After the success of ‘Fifth Business’, he published two more novels, ‘The Manticore’ in 1972 and ‘World of Wonders’, three years later. The three books collectively came to be known as ‘The Deptford Trilogy’.
From 1975 to 1980, he wrote the play, ‘Question Time’ and he also wrote the thesis, ‘One Half of Robertson Davies’ and a collection of essays titled, ‘The Enthusiasms of Robertson Davies’.
After he retired from his position at university, he published a satire publication titled, ‘The Rebel Angels’ in 1981. The same year, he wrote the play, ‘Brothers in the Black Art’.
In 1982, he wrote the libretti ‘Doctor Canon’s Cure’. Two years later, he authored ‘What’s Bred in the Bone’, which earned him a nomination for the ‘Booker Prize’.
In 1988, he published the third installment of the books titled, ‘The Lyre of Orpheus’. The three books combined went on to be known as ‘The Cornish Trilogy’.
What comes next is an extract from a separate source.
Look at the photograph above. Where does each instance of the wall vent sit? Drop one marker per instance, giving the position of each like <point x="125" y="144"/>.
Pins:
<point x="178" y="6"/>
His reputation as one of the most illustrious writers at the time was further cemented when he authored ‘Murther and Walking Spirits’, in 1991. Three years later, he wrote a sequel to the same titled, ‘The Cunning Man’. He was working on the third novel, but could not complete it as he passed away.
Major Works
From 1970 to 1975, he published ‘The Deptford Trilogy’, which includes the books, ‘Fifth Business’, ‘The Manticore’ and ‘World of Wonders’. This is largely regarded as one of his major works due to its narrative complexity and plot build-up. ‘Fifth Business’, the first in the series, is considered the best from the three novels in the series, which is currently rated 40th on the Modern Library’s list of ‘100 best novels of the 20th century’.
Awards & Achievements
In 1948, he won the Dominion Drama Festival Award for ‘Best Canadian Play’ for ‘Eros at Breakfast’.
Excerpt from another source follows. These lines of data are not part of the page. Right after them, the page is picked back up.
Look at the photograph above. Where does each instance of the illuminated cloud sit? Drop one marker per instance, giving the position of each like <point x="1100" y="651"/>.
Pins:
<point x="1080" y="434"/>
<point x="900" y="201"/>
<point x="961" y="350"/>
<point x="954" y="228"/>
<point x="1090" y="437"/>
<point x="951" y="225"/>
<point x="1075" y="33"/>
He won the Lorne Pierce Medal for his literary contributions in 1961.
In 1972, he was awarded the Governor-General’s Literary Award for ‘English language fiction’ for ‘The Manticore’.
Personal Life & Legacy
Robertson Davies married Brenda Mathews, who was a stage manager. His wife was of Australian descent.
He was close friends with John Kenneth Galbraith and was also a close friend of the novelist, John Irving.
He passed away on December 2, 1995, in Orangeville, Ontario. His funeral was covered live and was attended by dignitaries such as Margaret Atwood and Timothy Findlay.
This famous Canadian novelist, playwright and professor supported Salman Rushdie when the latter was threatened by a ‘fatwa’ from Ayatollah Ruhollah Khomeini of Iran, in opposition to the author’s, ‘The Satanic Verses’.